1.5 Treating Verbal Interest as Approval
Many beginners mistake curiosity for commitment. A manager may love the idea in a conversation, but that does not mean the organization is prepared to adopt the machine or support it when issues come up. AI vending introduces change: cashless-only buying, a new purchase flow, and new expectations around stocking, pricing, and support. That means approval is not a yes in a hallway conversation. Approval is operational agreement. Real approval includes agreement on placement location, power access, Wi-Fi or cellular expectations, how users will be introduced to the machine, what happens if someone claims they were overcharged, and who the decision-maker is when changes are needed. Distributors often catch this because they have seen “yes” turn into silence after delivery, or a machine installed in a poor spot because no one clarified ownership of the decision. If you treat verbal interest as approval, you will install first and negotiate later. That is backwards, and it usually costs you.

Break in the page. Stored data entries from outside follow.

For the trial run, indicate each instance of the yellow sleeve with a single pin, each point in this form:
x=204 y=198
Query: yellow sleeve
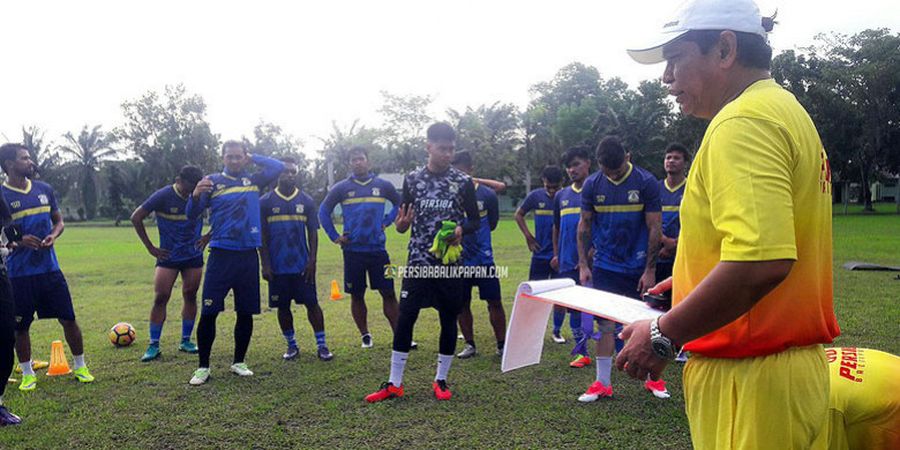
x=747 y=174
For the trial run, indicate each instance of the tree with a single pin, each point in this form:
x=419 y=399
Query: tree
x=168 y=130
x=89 y=149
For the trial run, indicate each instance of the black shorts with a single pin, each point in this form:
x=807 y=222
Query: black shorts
x=358 y=264
x=193 y=263
x=231 y=270
x=488 y=288
x=540 y=269
x=47 y=294
x=438 y=293
x=286 y=287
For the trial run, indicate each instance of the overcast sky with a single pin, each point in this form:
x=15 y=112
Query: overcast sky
x=303 y=64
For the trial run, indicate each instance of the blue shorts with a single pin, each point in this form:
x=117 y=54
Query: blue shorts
x=286 y=287
x=488 y=288
x=46 y=293
x=231 y=270
x=540 y=269
x=193 y=263
x=358 y=264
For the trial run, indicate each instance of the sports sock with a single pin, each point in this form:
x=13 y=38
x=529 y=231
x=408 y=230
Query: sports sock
x=604 y=367
x=26 y=368
x=559 y=315
x=187 y=328
x=320 y=338
x=443 y=367
x=155 y=332
x=289 y=337
x=398 y=365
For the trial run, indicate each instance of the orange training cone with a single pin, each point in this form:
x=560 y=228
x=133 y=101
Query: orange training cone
x=335 y=292
x=59 y=365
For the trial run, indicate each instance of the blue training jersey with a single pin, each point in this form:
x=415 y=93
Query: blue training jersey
x=566 y=213
x=363 y=202
x=619 y=229
x=477 y=249
x=234 y=205
x=177 y=233
x=670 y=199
x=541 y=203
x=31 y=210
x=286 y=220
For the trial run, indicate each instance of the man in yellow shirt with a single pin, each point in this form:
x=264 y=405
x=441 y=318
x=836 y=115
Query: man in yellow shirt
x=752 y=296
x=864 y=409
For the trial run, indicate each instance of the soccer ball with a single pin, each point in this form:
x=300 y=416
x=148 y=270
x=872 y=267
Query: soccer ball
x=121 y=334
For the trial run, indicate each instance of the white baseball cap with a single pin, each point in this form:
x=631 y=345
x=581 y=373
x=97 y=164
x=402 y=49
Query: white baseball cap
x=734 y=15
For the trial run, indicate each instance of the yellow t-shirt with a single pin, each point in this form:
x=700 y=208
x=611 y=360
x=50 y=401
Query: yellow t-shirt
x=865 y=399
x=760 y=190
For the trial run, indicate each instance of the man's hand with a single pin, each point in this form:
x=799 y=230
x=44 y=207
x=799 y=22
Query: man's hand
x=647 y=281
x=204 y=186
x=31 y=241
x=204 y=240
x=584 y=274
x=309 y=274
x=158 y=253
x=533 y=246
x=637 y=358
x=456 y=238
x=404 y=217
x=48 y=241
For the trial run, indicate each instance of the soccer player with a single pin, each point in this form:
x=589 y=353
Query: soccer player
x=37 y=282
x=620 y=219
x=864 y=405
x=232 y=197
x=288 y=255
x=566 y=213
x=671 y=189
x=363 y=197
x=540 y=244
x=753 y=294
x=180 y=251
x=431 y=195
x=478 y=252
x=7 y=322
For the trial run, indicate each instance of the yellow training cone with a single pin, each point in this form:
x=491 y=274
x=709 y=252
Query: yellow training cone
x=59 y=365
x=335 y=292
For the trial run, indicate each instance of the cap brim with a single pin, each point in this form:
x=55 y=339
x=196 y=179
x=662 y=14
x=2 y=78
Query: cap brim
x=652 y=54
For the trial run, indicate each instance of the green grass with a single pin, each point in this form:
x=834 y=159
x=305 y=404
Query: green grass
x=308 y=403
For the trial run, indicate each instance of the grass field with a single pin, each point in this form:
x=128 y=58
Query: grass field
x=307 y=403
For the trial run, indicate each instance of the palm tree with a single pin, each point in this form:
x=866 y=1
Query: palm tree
x=89 y=150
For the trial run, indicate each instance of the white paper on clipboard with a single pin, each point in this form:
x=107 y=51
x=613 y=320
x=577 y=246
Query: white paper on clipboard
x=534 y=304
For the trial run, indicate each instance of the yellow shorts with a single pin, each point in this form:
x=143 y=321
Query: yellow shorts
x=778 y=401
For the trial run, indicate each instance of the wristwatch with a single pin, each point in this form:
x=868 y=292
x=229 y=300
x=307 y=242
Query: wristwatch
x=662 y=346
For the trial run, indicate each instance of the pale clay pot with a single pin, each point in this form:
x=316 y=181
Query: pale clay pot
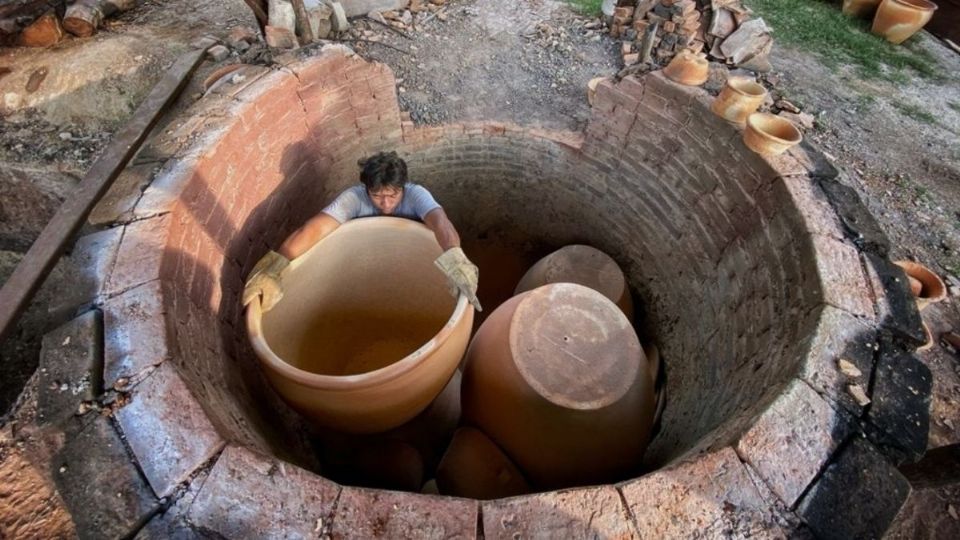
x=356 y=348
x=739 y=99
x=557 y=379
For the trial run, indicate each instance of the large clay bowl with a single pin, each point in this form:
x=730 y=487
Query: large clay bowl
x=366 y=335
x=583 y=265
x=557 y=379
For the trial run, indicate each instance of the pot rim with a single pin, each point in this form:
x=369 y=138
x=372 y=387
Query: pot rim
x=347 y=383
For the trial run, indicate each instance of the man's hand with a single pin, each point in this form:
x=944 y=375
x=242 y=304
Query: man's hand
x=462 y=274
x=264 y=281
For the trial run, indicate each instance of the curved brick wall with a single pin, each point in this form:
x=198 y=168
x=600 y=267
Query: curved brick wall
x=748 y=285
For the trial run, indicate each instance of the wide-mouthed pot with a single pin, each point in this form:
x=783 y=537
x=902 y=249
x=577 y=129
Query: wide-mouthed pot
x=366 y=335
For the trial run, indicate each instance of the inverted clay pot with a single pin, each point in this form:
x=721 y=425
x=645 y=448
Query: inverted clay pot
x=770 y=135
x=475 y=467
x=739 y=98
x=932 y=288
x=366 y=335
x=688 y=68
x=583 y=265
x=557 y=379
x=897 y=20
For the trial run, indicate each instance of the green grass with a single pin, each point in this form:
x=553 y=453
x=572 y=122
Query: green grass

Helpful tips and insights:
• Always confirm who owns the decision: manager, HR, facilities, building owner, corporate, or a committee. If you cannot name it, you do not have approval.
• Ask a simple approval question: “If someone has an issue with a purchase, who do they report it to?” The answer reveals readiness immediately.
• Require a placement commitment: exact location, access hours, and contact person for service. Soft commitments create future conflict.
• The best locations communicate the launch internally. If they refuse to communicate, adoption will be slower and complaints will be higher.
• A quiet but powerful tactic: ask if the location has removed machines before and why. You learn their real expectations in one conversation.